An Unprecedented Move, Mr President! [editorial]

In January this year, the UK government was declared the most open and transparent in the world, according to global rankings looking at public access to official data.

But even with that ranking, web inventor Sir Tim Berners-Lee, whose organisation compiled the table, said at the time that the UK still has “a long way to go” before it has a fully open government.

Here in Africa, something unprecedented happened this week. President Hage Geingob’s declaration of assets and those of his wife are not something to be confined to Namibia only.

Geingob is the first among his peers on the continent, if not the first ever African head of state to go public about his net wealth. Even anywhere else in the world, such a move is as rare as a simile.
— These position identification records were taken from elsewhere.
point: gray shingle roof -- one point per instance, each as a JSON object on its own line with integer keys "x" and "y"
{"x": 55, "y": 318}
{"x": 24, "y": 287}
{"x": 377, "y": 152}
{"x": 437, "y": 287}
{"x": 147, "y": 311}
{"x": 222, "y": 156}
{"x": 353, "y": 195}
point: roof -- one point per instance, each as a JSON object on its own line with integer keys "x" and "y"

It is an unmatched decision, more so if one considers the fact that there is no law in the land requiring the President to declare his wealth.

Critics were at it again with foolish innuendos that the President could use proxies behind whom he can hide his other assets.
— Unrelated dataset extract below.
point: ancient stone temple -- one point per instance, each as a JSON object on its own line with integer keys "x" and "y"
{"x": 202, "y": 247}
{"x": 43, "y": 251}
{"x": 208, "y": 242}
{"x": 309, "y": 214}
It is a narrow insinuation because if the President had something to hide, he wouldn’t in the first place go public about his riches, particularly when there is no mandatory legal pressure to do so.
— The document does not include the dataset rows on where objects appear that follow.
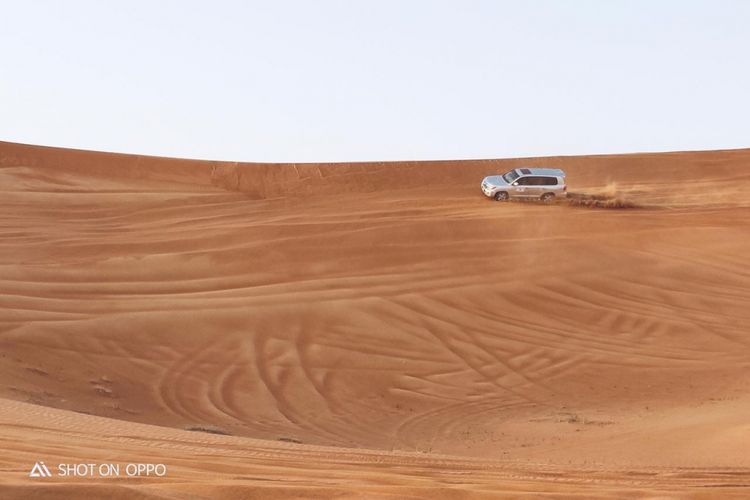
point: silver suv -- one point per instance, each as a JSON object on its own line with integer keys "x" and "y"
{"x": 541, "y": 183}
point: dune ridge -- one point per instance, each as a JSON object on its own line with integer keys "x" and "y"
{"x": 332, "y": 313}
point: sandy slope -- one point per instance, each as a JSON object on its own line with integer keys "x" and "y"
{"x": 436, "y": 340}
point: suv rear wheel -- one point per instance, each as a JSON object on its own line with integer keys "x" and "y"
{"x": 548, "y": 197}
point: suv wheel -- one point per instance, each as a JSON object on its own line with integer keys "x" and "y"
{"x": 548, "y": 197}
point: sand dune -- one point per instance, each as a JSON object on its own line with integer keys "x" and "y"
{"x": 374, "y": 328}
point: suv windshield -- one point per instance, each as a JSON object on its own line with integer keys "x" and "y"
{"x": 510, "y": 176}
The President’s bold decision should therefore be viewed in the true sense of a leader who yearns to lead a transparent administration and inspire his lieutenants to follow suit.

The first family’s declaration of assets does not in any way make Namibia a transparent country overnight, but it sets in motion a new tradition of openness in the public sector.

The challenge is now for Geingob to ensure that his spirit of transparency is felt and applied in all spheres of his government, so that the entire administration as an institution is viewed in the same manner as the first couple.

Corruption has harassed this nation for decades and any slight relief will come in handy for an average citizen. It is sad, for example, that lawmakers have been violating the asset-declaration policy at will since 2009.

Professor Peter Katjavivi, the Speaker of the National Assembly, must see to it that all MPs in the House he presides over declare their assets as is required.

By so doing, Katjavivi would be helping President Geingob in tightening the system that for so long has let Namibians down. Transparency in government should not be a voluntary exercise. It must be an obligation.

In essence therefore, the declaration by the first family will serve no purpose if the remainder of people managing our resources, ministers and other high-ranking government officials, do not follow suit.

The first family’s wealth represents only a tiny fraction of the national wealth of our country. The rest of our riches lies in the hands of people other than Geingob and his wife. It is those individuals who must realise the President’s vision for the country, and dance to its tune.

We therefore implore Namibians from all walks of life to share in the dream of the President and create a winning nation, one that is built on honesty, trustworthiness and transparency. These, and others, are tenets of a nation aspiring to be the best on the face of the earth.